Does this make sense?
Hi Atlas - certainly does make sense. An interesting point - The probability of any one person lodging a claim could indeed be random variable - not sure about the distribution though - will have a think. Thanks a heap for the help.

J
 
#8
Sample of whole population

Sorry to tag on to your question...but I have a similar question. I have a sample (with 46 survey questions, some research-specific stuff, demographics etc), the respondents for which were chosen from the whole population (the population dataset has some variables in common with the sample, specifically mean water use per annum, and lot size). What I want to do is run a test on whether my sample is representative of the population (for my independent variable, which is the water data). I did this as follows, but would like to know if this is the correct methodology, or not...

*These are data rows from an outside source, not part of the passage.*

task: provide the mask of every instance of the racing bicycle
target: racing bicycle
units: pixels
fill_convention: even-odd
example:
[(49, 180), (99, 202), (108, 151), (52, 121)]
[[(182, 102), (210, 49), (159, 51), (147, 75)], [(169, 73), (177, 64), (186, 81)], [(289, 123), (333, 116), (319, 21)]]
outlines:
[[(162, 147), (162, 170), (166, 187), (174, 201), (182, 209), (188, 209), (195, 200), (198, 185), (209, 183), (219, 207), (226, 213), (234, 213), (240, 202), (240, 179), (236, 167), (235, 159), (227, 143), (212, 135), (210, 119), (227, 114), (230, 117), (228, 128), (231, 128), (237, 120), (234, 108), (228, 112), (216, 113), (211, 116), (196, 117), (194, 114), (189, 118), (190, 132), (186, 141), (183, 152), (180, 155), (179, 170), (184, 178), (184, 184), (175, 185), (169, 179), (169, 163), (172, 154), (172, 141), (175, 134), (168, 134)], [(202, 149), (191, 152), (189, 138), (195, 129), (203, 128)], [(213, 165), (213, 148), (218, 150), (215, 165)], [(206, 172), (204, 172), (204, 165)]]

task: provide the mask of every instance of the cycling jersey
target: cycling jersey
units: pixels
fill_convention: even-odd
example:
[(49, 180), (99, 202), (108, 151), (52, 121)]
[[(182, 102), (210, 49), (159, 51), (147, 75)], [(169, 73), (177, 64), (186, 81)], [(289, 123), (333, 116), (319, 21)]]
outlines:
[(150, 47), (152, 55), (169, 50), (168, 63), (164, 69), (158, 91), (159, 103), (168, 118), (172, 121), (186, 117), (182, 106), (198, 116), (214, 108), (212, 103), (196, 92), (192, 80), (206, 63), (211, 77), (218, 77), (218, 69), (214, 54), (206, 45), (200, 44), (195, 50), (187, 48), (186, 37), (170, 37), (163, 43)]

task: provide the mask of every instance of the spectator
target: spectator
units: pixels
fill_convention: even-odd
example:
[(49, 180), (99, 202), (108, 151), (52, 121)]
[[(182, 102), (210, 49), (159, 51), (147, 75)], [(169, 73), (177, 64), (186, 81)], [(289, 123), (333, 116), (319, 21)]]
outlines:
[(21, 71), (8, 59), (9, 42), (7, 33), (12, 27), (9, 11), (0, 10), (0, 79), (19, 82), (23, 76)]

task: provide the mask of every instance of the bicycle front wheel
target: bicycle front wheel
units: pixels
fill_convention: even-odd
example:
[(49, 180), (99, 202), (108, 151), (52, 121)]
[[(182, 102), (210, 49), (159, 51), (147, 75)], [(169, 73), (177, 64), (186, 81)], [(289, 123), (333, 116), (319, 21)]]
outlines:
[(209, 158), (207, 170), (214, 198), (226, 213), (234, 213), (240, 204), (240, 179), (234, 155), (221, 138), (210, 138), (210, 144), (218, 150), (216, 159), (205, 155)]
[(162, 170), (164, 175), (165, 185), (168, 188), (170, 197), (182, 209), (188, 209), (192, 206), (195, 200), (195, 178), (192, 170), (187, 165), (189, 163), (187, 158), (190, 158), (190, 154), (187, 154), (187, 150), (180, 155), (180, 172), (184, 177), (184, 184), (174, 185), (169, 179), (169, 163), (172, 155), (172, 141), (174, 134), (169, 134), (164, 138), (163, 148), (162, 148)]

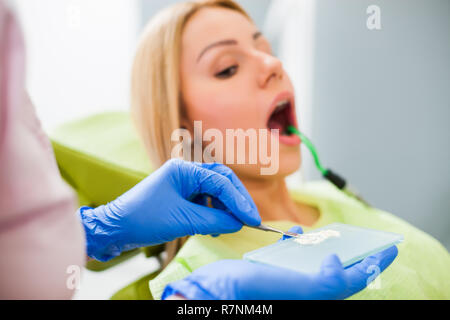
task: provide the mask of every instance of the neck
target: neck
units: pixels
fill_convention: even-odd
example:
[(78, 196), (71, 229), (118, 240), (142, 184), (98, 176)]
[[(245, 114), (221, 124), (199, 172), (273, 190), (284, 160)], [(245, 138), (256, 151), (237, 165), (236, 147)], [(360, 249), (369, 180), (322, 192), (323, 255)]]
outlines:
[(310, 226), (320, 213), (316, 208), (296, 203), (283, 178), (276, 180), (241, 179), (255, 202), (263, 221), (288, 220)]

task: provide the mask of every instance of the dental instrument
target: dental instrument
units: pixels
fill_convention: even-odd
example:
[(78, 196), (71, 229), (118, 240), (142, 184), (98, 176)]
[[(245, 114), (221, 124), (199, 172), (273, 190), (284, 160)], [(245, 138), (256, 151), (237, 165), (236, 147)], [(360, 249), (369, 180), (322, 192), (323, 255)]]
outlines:
[(320, 171), (320, 173), (322, 174), (322, 176), (327, 179), (328, 181), (330, 181), (332, 184), (334, 184), (338, 189), (342, 190), (343, 192), (345, 192), (346, 194), (348, 194), (351, 197), (354, 197), (356, 199), (358, 199), (359, 201), (361, 201), (363, 204), (365, 204), (366, 206), (370, 207), (370, 204), (364, 200), (355, 190), (354, 188), (352, 188), (350, 186), (349, 183), (347, 183), (347, 181), (342, 178), (341, 176), (339, 176), (336, 172), (331, 171), (331, 169), (325, 169), (324, 167), (322, 167), (320, 161), (319, 161), (319, 156), (317, 155), (317, 150), (314, 147), (314, 145), (312, 144), (311, 140), (309, 140), (303, 133), (300, 132), (300, 130), (298, 130), (296, 127), (294, 126), (288, 126), (287, 127), (287, 131), (291, 134), (295, 134), (297, 135), (300, 140), (306, 145), (306, 147), (309, 149), (309, 151), (311, 152), (311, 154), (314, 157), (314, 162), (316, 164), (317, 169)]
[(259, 226), (246, 225), (246, 227), (253, 228), (253, 229), (258, 229), (258, 230), (262, 230), (262, 231), (276, 232), (276, 233), (280, 233), (280, 234), (282, 234), (284, 236), (288, 236), (288, 237), (298, 238), (300, 236), (299, 233), (289, 232), (289, 231), (282, 231), (282, 230), (273, 228), (273, 227), (265, 225), (265, 224), (260, 224)]

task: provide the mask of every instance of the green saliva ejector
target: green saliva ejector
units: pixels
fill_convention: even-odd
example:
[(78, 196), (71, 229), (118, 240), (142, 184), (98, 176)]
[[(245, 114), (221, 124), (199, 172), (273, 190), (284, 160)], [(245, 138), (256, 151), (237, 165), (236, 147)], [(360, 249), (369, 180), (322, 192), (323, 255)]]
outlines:
[(309, 149), (312, 156), (314, 157), (314, 163), (316, 164), (317, 169), (320, 171), (320, 173), (325, 179), (330, 181), (338, 189), (342, 190), (349, 196), (358, 199), (366, 206), (370, 206), (369, 203), (367, 203), (367, 201), (365, 201), (356, 191), (354, 191), (354, 189), (347, 183), (347, 181), (344, 178), (339, 176), (336, 172), (331, 171), (331, 169), (326, 169), (321, 165), (319, 156), (317, 155), (317, 150), (312, 144), (311, 140), (309, 140), (303, 133), (301, 133), (294, 126), (289, 126), (287, 128), (287, 131), (291, 134), (297, 135), (302, 140), (302, 142), (305, 144), (305, 146)]

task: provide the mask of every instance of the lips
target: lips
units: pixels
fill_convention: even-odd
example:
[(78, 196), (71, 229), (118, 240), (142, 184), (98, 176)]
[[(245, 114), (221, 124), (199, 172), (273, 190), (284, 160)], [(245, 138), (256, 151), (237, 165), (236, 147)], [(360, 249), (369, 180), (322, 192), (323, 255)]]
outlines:
[(279, 138), (282, 144), (292, 146), (300, 144), (300, 138), (288, 131), (289, 126), (297, 127), (295, 99), (290, 92), (283, 92), (272, 102), (267, 128), (279, 130)]

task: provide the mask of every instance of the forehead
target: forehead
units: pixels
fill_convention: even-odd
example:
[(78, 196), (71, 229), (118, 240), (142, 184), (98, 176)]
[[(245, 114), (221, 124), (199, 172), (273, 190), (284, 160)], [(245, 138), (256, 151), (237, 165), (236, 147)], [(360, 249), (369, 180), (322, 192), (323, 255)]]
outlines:
[(238, 11), (202, 8), (186, 23), (182, 35), (183, 55), (195, 56), (213, 42), (226, 39), (251, 39), (256, 26)]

How I did this was to calculate the mean per annum of the water use for each dataset, and did a one-sample t-test in SPSS (PASW 17.0) using the mean water use for the sample, and inputting the mean water use for the population (into the test value input area). This was significant for some years, and not significant for others. Is this the correct methodology?

But my population (mean water use per annum) data is by no means normally distributed, does this matter?
 
#9
For the topicstarter:

You can regard a population also as a procces. Like for example stock returns are also a process, since up to today you have all changes, so you could think of it as a population, but actually it is a sample out of a stock return generating process.

In that case, you have a sample, and you should deal with statistical inference.

I don't know what questions you want answered from this data. It's funny that people with question never really posts what they are looking for, since this would help us the most formulating an answer.

So... what are you looking for in that data? Be concrete and clear please, for us to maximize our helping potential ;).

For the guy above this post:

If you sample is taken randomly from the WHOLE population, it should be representative. Also it should be large enought and 46 surveys seems pretty ok. That's basically all you need to know.
To test it, you could derive some statistics from your sample, like mean, variance, skewness, distribution, trends, etc... and see if hypothesis tests correctly reject or not reject certain hypotheses about true population parameters. So for example, you calculate a mean and a confidence interval from the sample. If the population mean in that interval? It should be in 95 of 99% of the cases, depending on what significance level you used for the interval. And so on...

But I'm wondering: why are you working with samples if you got population data?